Obioma revealed that the curriculum is being developed in collaboration with the Consumer Protection Council, the apex consumer protection agency of the Federal Government which is charged with the responsibilities of providing speedy redress to consumers’ complaints, removing hazardous products from the market and undertaking activities that will lead to increased consumer awareness.
According to him, the three-day workshop was organized for experts in economics, commerce and other related subjects to plan by identifying the themes and the relevant topics under them and to write or develop the curriculum based on the themes and topics identified.
Essentially, the writing of the curriculum will be based on six themes, including consumer rights and responsibilities, business obligations, consumer laws and guidelines, consumer needs and wants, competition and market and consumer projects.
While the implementation of the curriculum will commence in primary and junior secondary schools nationwide from September next year, it is expected to commence in senior secondary schools from September 2015.
The development of the curriculum, however, does not imply that a new school subject will be introduced. Rather, the curriculum, according to the NERDC boss, will be infused into relevant subjects in primary and secondary schools in the country.
According to Obioma, the development of the curriculum will be in line with the format of the national curriculum, adding that the number of stakeholders presently involved in the exercise
will be expanded as the work progresses to the stages of generating teacher’s activities, listing of teaching and learning materials as well as generating evaluation guides.
His words: “The issue of getting teachers to teach the new curriculum will not be a problem. We already have many competent teachers in the areas of business education, commerce and economics.
We will produce teachers’ guide which will explain how the subject should be taught. We will also carry out sensitization and advocacy workshop on the consumer education curriculum nationwide.”

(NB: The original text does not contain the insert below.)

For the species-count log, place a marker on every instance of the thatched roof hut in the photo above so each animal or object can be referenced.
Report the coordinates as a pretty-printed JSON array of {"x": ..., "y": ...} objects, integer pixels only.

The Director of Curriculum Development Center, NERDC, Dr. Ismail Junaidu said the curriculum aims at increasing consumer awareness among young consumers in the nation’s school system, to use the students as informed agents who will disseminate consumer education to their families, communities and peers, and to prepare them as future responsible producers, manufacturers and service providers who have consumer rights at the center of their businesses.
The Director General of Consumer Protection Council (CPC), Mrs Ify Umenyi also addressed stakeholders at the workshop.
She said that her council in 2006 introduced the Learning for Life programme which is meant to educate young consumers from their formative stage through adulthood in order to enable them imbibe the tenets of consumer protection and the best consumption culture all through life.
According to Umenyi, the implementation of the Learning for Life programme led to the formation by her council of consumer clubs in 10 pilot secondary schools in Abuja in 2006 which was expanded in 2008 to at least three states in each geo – political zone of the country, and subsequently extended to all the states of the Federation through the help of the United Kingdom Department for International Development (DFID), explaining that the number of consumer clubs has risen to 542 junior and senior secondary schools across the country.
She added that the immediate goal of the CPC in the implementation of the Learning for Life programme is the introduction of consumer education in primary and secondary schools curriculum in Nigeria, adding that her council plans also to establish consumer clubs in all schools in the country.
The Director General said that the infusion of consumer education curriculum into relevant school subjects will lead to the production of an army of highly knowledgeable and assertive consumers in the country.
Umenyi said: “No doubt, this will go a long way in sanitizing the marketplace as it will get business to be committed to improving standards for products and services, thereby gaining consumer confidence. Ultimately, this will enhance the welfare of our citizens and improve the growth of our economy”.